Par le passé, et même encore aujourd’hui, les conseillers ordinaux des vétérinaires ne disposaient malheureusement d’aucune jurisprudence ni d’aucun élément objectif de comparaison facilement accessible. Cela devrait prochainement évoluer puisqu’un “observatoire disciplinaire” est en place au sein du Conseil supérieur de l’Ordre et qu’un projet (en cours d’élaboration) devrait permettre de référencer l’ensemble des affaires de première et de seconde instances, ainsi que les décisions finalement rendues par le Conseil d’Etat en cas de recours.
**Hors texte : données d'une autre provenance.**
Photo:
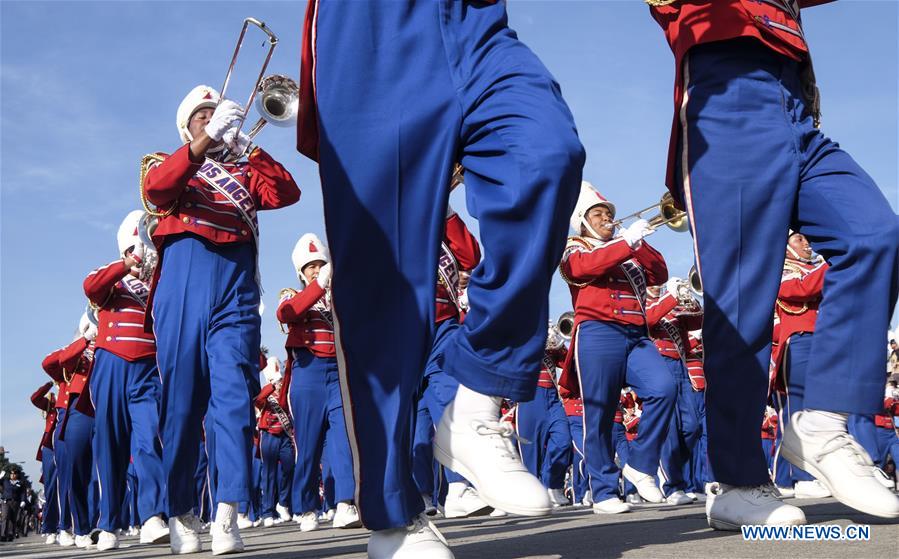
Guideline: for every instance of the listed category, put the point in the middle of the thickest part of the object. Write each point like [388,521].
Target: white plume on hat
[127,235]
[308,249]
[272,370]
[587,199]
[199,97]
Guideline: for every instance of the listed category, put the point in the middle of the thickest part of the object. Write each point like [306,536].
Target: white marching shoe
[835,458]
[678,498]
[557,498]
[107,540]
[154,531]
[184,534]
[612,505]
[308,521]
[728,507]
[225,531]
[283,514]
[65,539]
[646,484]
[471,440]
[462,501]
[347,516]
[812,489]
[416,541]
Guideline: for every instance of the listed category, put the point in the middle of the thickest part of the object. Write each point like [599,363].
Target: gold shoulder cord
[562,273]
[149,161]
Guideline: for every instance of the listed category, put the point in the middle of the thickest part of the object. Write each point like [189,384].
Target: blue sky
[89,87]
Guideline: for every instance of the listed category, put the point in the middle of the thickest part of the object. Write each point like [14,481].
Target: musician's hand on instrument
[324,276]
[91,333]
[226,115]
[238,144]
[635,233]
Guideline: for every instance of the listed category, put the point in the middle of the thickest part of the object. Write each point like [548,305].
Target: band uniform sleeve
[805,288]
[658,309]
[292,310]
[272,184]
[165,182]
[653,263]
[99,284]
[588,265]
[39,398]
[463,244]
[267,390]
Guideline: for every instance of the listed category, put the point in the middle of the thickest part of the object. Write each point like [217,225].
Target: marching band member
[313,388]
[680,313]
[69,367]
[483,96]
[126,391]
[44,400]
[542,422]
[205,303]
[797,310]
[580,486]
[275,445]
[607,276]
[745,94]
[459,253]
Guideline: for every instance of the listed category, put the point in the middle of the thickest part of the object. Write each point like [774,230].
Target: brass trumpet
[667,214]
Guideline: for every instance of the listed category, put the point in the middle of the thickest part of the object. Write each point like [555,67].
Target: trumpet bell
[278,100]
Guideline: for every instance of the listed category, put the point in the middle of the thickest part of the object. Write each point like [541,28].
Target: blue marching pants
[453,83]
[277,471]
[623,450]
[126,397]
[543,424]
[610,355]
[74,461]
[796,355]
[756,167]
[317,409]
[684,431]
[579,477]
[50,514]
[206,321]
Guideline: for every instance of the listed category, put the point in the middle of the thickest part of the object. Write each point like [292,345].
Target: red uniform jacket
[600,289]
[268,419]
[797,307]
[467,253]
[884,419]
[552,358]
[43,400]
[309,327]
[121,315]
[688,23]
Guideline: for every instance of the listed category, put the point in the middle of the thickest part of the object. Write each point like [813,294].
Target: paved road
[649,532]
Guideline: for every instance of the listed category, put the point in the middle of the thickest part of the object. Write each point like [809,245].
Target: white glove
[91,333]
[236,145]
[324,276]
[635,233]
[226,115]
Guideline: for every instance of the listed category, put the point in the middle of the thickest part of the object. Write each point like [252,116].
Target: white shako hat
[308,249]
[127,235]
[272,370]
[199,97]
[588,198]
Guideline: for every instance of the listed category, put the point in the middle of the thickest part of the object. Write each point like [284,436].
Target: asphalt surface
[648,532]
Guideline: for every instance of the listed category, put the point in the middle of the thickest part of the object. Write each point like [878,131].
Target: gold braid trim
[146,163]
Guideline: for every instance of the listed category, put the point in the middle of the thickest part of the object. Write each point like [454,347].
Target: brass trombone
[667,214]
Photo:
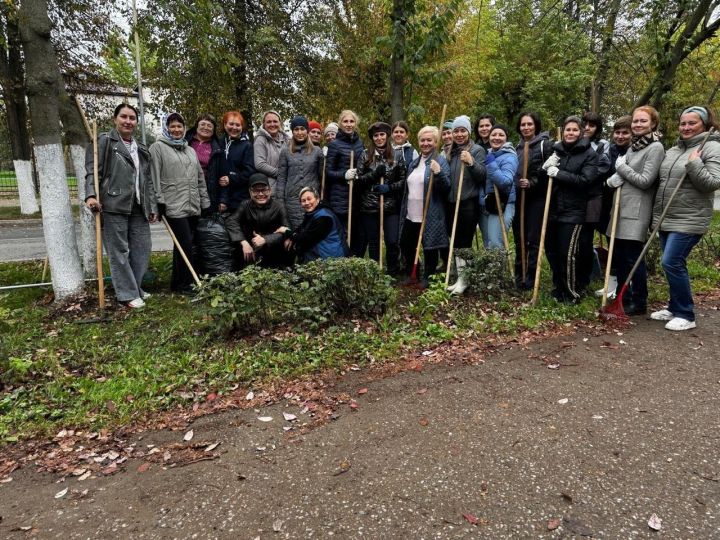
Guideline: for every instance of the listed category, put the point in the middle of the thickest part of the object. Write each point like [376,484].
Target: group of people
[322,192]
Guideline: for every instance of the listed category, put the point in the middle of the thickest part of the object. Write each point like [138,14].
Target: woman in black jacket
[339,174]
[379,165]
[534,185]
[574,166]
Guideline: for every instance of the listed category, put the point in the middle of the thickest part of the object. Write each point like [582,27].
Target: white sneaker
[662,315]
[136,304]
[679,324]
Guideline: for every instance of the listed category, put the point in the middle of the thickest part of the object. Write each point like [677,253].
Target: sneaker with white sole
[678,324]
[136,304]
[662,315]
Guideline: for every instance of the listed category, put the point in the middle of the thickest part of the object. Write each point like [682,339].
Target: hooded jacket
[266,153]
[501,173]
[338,162]
[116,172]
[578,171]
[178,179]
[692,208]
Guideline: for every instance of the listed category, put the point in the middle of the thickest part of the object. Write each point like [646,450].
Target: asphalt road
[22,240]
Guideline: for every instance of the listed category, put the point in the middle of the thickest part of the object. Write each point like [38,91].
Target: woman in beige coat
[181,192]
[636,176]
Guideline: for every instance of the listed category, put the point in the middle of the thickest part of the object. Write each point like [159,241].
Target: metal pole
[139,75]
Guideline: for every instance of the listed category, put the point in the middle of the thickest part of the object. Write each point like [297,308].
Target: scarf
[643,141]
[166,133]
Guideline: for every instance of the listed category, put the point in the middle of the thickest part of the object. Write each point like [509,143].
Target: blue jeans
[676,248]
[490,226]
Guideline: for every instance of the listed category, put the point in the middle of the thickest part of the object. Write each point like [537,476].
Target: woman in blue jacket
[500,165]
[435,236]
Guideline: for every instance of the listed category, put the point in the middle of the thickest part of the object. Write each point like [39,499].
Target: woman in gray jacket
[689,215]
[127,201]
[636,177]
[269,140]
[299,167]
[181,193]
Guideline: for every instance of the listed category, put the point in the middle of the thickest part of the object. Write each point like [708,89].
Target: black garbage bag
[212,251]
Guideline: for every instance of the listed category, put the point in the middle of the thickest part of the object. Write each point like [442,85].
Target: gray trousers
[127,244]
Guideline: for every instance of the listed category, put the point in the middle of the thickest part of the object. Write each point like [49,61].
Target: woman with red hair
[238,164]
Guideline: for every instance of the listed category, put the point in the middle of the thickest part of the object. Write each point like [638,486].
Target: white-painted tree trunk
[26,186]
[58,226]
[87,220]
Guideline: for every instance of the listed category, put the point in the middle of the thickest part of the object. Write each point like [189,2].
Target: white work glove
[552,161]
[615,181]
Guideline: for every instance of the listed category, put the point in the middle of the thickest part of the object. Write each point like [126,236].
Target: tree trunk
[77,139]
[397,61]
[12,79]
[43,75]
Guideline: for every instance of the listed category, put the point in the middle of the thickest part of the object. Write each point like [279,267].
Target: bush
[259,298]
[487,273]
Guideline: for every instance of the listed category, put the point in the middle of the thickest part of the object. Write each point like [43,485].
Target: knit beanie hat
[299,121]
[462,121]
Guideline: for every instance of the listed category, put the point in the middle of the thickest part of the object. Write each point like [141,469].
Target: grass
[60,371]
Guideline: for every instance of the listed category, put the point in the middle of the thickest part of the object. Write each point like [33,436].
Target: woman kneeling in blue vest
[320,236]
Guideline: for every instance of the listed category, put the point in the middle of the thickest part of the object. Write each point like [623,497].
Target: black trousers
[184,230]
[369,238]
[562,246]
[534,208]
[408,245]
[468,216]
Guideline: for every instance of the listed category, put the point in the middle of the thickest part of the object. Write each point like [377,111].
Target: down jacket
[501,173]
[640,173]
[266,153]
[692,207]
[338,162]
[178,179]
[435,233]
[297,170]
[116,172]
[368,176]
[578,171]
[474,177]
[539,149]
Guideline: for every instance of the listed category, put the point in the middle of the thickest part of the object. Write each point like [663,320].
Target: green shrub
[259,298]
[487,273]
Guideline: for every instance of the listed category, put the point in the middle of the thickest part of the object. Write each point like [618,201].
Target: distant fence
[8,180]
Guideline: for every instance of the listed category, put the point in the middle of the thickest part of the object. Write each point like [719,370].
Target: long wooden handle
[98,223]
[454,228]
[350,190]
[181,251]
[501,218]
[543,229]
[611,247]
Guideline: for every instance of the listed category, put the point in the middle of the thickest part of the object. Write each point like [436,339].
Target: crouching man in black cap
[253,227]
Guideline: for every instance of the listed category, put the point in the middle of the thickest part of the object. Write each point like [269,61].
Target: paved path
[22,240]
[627,426]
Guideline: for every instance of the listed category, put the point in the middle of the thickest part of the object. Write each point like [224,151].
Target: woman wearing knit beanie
[299,166]
[269,140]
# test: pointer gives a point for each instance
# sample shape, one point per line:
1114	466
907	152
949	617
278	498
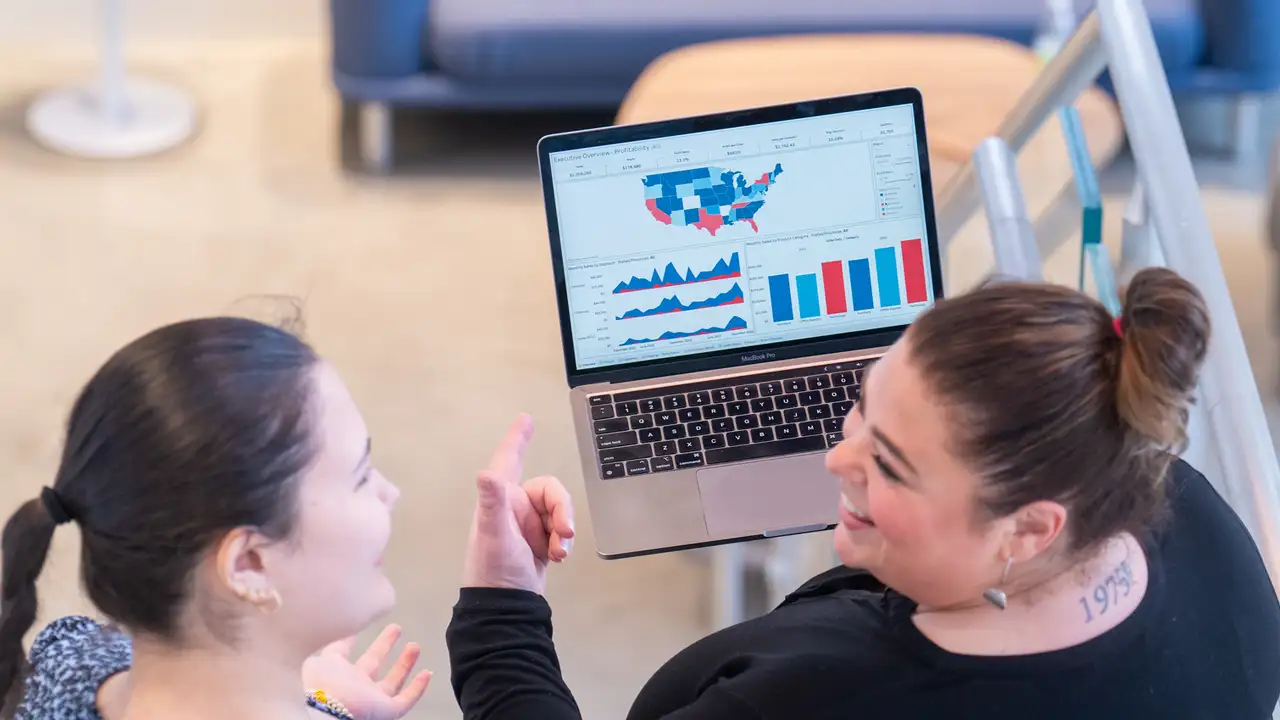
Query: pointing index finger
507	461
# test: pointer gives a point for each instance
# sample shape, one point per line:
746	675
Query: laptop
723	283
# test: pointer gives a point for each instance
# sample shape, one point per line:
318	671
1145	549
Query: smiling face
909	510
329	572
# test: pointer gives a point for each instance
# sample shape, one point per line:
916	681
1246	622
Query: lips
859	516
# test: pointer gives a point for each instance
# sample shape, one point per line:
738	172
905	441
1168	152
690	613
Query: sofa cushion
563	40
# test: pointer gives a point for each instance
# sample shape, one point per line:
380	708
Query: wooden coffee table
969	85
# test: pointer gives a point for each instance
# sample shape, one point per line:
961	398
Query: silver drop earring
996	596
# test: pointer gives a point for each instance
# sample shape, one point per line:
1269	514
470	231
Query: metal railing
1233	442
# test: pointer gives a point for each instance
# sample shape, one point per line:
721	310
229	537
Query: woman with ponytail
232	528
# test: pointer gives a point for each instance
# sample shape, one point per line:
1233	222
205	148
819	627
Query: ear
1036	527
240	563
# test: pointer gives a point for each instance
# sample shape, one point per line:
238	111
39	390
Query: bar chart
839	286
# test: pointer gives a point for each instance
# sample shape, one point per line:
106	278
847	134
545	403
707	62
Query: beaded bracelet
320	701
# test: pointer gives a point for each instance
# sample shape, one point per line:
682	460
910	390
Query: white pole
113	103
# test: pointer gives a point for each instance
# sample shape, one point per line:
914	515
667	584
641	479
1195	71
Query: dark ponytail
26	541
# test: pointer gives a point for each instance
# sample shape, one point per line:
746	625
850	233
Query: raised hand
356	684
519	528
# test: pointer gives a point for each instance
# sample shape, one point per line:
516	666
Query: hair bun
1165	331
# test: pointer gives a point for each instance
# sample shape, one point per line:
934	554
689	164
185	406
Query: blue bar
860	283
780	296
807	287
886	273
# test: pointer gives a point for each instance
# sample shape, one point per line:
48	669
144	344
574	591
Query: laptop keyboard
723	420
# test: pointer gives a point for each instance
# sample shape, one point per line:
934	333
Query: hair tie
55	506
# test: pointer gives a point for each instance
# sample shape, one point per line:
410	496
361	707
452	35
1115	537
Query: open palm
356	683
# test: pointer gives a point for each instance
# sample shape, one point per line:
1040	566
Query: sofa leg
376	137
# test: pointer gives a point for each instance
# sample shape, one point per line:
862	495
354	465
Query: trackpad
768	496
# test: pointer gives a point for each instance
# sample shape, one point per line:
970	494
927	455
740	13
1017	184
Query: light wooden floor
95	254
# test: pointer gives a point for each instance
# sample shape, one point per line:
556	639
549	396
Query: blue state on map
707	197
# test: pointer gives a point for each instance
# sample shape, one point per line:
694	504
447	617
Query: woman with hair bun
1019	540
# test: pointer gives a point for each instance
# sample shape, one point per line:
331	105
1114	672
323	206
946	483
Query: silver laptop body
723	282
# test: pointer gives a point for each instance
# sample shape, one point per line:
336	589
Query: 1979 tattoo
1110	591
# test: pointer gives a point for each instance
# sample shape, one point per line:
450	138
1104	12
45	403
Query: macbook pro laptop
723	282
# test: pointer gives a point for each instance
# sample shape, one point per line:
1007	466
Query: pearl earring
996	596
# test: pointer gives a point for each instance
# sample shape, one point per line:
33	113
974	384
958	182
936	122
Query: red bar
913	270
833	287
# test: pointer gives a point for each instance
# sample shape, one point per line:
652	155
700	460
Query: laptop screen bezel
750	354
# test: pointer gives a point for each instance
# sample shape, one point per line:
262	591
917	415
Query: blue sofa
585	54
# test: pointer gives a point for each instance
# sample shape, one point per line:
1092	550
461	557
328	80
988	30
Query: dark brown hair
1052	402
184	434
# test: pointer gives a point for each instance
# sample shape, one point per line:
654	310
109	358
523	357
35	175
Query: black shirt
1203	642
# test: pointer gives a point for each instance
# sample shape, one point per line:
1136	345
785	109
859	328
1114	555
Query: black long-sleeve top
1203	642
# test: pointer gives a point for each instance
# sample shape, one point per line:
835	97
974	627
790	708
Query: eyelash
885	469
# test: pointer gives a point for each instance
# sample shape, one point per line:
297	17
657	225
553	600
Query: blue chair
585	54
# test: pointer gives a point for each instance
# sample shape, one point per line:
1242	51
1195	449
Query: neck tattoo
1109	592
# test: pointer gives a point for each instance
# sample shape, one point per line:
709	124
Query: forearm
503	660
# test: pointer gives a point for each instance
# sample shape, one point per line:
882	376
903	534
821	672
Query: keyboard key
690	460
617	440
612	425
819	411
766	450
638	468
624	454
689	445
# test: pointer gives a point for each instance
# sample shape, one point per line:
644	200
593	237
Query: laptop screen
741	237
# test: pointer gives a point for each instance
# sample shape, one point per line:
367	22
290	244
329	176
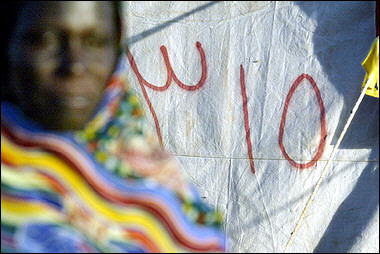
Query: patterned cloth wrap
107	188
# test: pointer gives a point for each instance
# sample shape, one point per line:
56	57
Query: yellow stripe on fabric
26	180
129	216
17	212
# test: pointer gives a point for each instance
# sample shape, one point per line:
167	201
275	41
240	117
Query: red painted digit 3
170	77
323	134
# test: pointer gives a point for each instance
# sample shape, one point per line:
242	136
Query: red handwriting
322	141
246	121
170	76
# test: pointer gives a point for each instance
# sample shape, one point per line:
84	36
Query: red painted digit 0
322	141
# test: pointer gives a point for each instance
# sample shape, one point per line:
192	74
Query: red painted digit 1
322	141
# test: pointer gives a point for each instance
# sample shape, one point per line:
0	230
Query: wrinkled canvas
265	47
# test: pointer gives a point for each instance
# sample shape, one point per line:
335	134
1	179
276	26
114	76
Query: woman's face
62	55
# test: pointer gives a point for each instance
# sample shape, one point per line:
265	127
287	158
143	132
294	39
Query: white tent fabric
272	44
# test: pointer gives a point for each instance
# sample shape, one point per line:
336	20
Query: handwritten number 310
172	76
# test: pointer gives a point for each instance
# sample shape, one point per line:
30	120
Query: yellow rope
328	163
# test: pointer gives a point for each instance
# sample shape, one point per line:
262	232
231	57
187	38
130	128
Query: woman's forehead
70	14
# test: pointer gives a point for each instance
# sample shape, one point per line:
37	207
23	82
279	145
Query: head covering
106	188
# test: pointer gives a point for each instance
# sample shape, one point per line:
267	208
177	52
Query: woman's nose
70	58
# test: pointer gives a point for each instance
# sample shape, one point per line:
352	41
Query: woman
80	172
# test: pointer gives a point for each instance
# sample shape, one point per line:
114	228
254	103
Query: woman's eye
40	40
94	41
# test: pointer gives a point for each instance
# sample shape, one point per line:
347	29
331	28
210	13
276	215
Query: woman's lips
77	102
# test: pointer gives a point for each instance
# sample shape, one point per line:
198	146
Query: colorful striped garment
107	188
Ces données, regroupées selon une codification précise, leur seront accessibles sur le site Internet de l’Ordre des vétérinaires.

Ce travail d’étude analytique et comparative des jugements rendus par les chambres de discipline constitue une première étape vers un meilleur accès aux informations, ainsi qu’une homogénéisation des sanctions entre les différentes régions ordinales.

  • Source : analyse de 616 attendus fournis par le Conseil supérieur de l’Ordre de 1998 à 2003.

Des sanctions inégales

• Cartes de tatouage vierges ou incomplètement remplies, mais signées : les sanctions vont de la simple réprimande à la suspension du droit d’exercer pour une durée de six mois, dont trois avec sursis, sur l’ensemble du territoire national.

• Contrat d’exclusivité imposé par certaines animaleries : les sanctions vont de l’avertissement jusqu’à la suspension temporaire du droit d’exercer pour une durée de quinze jours avec sursis, dans les limites territoriales du CRO.

• Délivrance de médicaments sans consultation préalable : les sanctions vont de la suspension du droit d’exercer pour une durée de huit jours avec sursis dans les limites territoriales du CRO, à une suspension de six mois et huit jours dont six mois avec sursis sur l’ensemble du territoire national.

C. G., D.-P. P et A. G.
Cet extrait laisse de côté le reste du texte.